Because the problems tackled in the information age have already become too complex for individuals to handle, the unit that functions, learns, and is evaluated, is no longer an individual employee, but a group of employees, often called a team, group, or department. The traditional way of evaluating role based competences of people is no longer meaningful, since the relationship is dynamic and learning, and people will move from one role to another constantly. Replacing them are as adaptation and learning abilities, and evaluation more often than not happens through peer review.
Each unit (team, department) must communicate and collaborate. If each person just does his own job, the company is soon in trouble. Employess no longer need to learn everything that relates to their role, but rather they need to know where they can get help. The three things that an employee in a new role should find out are:
- Who has done this before? Who can I ask?
- What has been done before? What has it been based on?
- Where is the best expertise?
In order for these answers to be available, employees and teams need to reflect on their work. And the organization must make reflection possible by giving people the time to do that. And reflection is meaningless unless things can be changed. This means that the conclusions of reflection should be fed back to the system, so that the ways of working can be improved based on the findings. The employees themselves thus must have the power to change the rules they work under.
With current technologies, reflection is most naturally done using personal blogs within the company. And instead of just writing, a lot can be podcasted – images of designs, or audio/video recordings of designers discussing a complex issue.

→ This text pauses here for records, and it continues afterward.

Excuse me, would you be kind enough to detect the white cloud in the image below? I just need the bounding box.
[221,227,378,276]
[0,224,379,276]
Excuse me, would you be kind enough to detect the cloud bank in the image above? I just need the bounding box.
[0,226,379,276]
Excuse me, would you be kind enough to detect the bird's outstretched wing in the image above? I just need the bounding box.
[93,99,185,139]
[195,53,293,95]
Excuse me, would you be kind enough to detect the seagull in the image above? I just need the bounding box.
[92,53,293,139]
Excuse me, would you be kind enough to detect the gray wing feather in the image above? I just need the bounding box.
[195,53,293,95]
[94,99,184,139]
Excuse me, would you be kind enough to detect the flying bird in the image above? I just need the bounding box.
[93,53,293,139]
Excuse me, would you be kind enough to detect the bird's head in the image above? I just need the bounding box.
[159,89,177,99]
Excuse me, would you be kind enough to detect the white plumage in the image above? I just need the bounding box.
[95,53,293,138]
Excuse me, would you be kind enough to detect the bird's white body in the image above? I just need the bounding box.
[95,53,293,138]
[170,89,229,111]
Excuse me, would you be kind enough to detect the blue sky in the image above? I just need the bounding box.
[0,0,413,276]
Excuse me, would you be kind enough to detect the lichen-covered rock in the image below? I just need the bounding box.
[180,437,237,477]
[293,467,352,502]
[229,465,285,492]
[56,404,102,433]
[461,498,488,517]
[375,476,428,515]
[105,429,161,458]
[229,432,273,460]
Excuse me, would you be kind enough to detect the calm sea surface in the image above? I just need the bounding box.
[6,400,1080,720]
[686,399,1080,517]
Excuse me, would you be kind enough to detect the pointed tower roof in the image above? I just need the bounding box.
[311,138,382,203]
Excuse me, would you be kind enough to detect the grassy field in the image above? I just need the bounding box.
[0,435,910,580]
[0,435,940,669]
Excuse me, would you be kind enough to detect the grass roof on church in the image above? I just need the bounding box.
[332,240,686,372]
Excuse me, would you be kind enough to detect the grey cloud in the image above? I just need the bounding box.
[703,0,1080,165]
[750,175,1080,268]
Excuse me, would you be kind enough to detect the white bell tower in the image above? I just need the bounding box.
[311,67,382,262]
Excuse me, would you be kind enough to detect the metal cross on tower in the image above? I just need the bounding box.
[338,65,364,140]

The more popular a blog is, the more valuable information that individual is sharing with his colleagues, and the more valuable that individual is for the company.

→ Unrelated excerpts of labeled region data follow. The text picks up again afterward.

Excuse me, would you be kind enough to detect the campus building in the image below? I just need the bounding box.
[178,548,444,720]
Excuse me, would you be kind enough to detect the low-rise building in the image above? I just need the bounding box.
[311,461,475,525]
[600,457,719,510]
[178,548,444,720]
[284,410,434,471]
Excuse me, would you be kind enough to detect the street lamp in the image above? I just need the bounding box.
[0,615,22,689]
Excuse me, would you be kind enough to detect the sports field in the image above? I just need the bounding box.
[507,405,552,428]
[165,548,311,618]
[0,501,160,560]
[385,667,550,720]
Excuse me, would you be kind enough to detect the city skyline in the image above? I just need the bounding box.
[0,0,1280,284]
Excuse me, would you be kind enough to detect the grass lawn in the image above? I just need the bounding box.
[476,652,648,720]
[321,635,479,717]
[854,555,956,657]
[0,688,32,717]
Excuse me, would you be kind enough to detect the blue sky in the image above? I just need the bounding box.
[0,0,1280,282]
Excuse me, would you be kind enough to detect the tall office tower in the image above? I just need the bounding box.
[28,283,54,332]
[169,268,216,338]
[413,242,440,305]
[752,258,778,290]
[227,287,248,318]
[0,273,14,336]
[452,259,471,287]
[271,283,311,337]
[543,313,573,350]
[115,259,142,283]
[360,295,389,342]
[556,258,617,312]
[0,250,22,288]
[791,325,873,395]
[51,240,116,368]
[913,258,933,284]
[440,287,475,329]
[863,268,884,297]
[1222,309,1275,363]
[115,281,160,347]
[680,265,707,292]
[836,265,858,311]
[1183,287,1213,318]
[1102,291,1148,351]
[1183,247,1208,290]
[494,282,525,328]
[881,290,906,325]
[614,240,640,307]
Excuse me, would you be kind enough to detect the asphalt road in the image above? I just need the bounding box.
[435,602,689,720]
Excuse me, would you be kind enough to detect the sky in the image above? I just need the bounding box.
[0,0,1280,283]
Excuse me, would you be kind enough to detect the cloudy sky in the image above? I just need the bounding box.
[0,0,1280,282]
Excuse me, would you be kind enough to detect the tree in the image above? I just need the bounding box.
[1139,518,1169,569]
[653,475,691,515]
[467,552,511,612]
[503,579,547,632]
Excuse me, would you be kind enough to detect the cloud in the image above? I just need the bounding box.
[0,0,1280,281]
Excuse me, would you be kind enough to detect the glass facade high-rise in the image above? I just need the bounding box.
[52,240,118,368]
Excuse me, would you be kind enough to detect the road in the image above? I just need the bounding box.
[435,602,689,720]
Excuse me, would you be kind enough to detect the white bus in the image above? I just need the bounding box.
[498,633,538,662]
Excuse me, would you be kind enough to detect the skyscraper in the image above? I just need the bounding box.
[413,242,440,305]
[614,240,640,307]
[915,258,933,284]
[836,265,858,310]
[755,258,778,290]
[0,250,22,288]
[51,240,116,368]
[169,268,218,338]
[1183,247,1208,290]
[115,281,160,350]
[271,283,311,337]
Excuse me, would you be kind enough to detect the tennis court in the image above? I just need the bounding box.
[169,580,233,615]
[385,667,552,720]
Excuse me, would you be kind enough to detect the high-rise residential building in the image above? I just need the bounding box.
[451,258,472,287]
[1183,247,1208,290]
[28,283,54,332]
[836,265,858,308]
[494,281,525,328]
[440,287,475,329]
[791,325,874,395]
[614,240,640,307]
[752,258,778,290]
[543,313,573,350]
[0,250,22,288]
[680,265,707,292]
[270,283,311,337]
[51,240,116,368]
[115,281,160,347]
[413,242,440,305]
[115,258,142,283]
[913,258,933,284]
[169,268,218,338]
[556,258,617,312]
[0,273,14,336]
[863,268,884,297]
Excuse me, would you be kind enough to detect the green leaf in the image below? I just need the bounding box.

The company itself should be presented in a wiki. Every employee can edit the wiki pages, and thus the ever-increasing knowledge (or intellectual capital) of the company is not stuck within the heads of employees, but is shared with everyone as best as possible. Any and all documents, people, and resources should be tagged. Not with keywords from a closed vocabulary, but actually tagged with freeform tags (folksonomies). Information cannot be categorised into a tree structure of folders anymore, since most of the complex information should be present in several places. The network hierarchy needed is most easily represented by tags.
Because of the learning nature of relationships and the constant changes in company realities, deep hierarchies of managers are no longer appropriate. Instead of forming permanent departments, employees should form short-lived unofficial teams, groups, or pairs across intraorganizational boundaries as needed (emergent resource allocation). This also means that there is no such thing as repeatable processes, since things change all the time. This makes many quality standards, such as the ISO 9000, meaningless.

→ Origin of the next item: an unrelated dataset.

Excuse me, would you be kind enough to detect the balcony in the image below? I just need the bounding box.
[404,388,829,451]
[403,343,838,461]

Summary: people need to adapt, learn, and share; evaluation is done based on the contributions of the indivudal to the organization, often using peer-review; sharing is done using blogs and wikis; people are allowed to reflect on their work and rules of working are changed accordingly. All this gives the company more flexibility and provides an advantage in the current market, where the focus is moving from mass production to customized production, and companies need to adapt and accomodate changes in the market rapidly.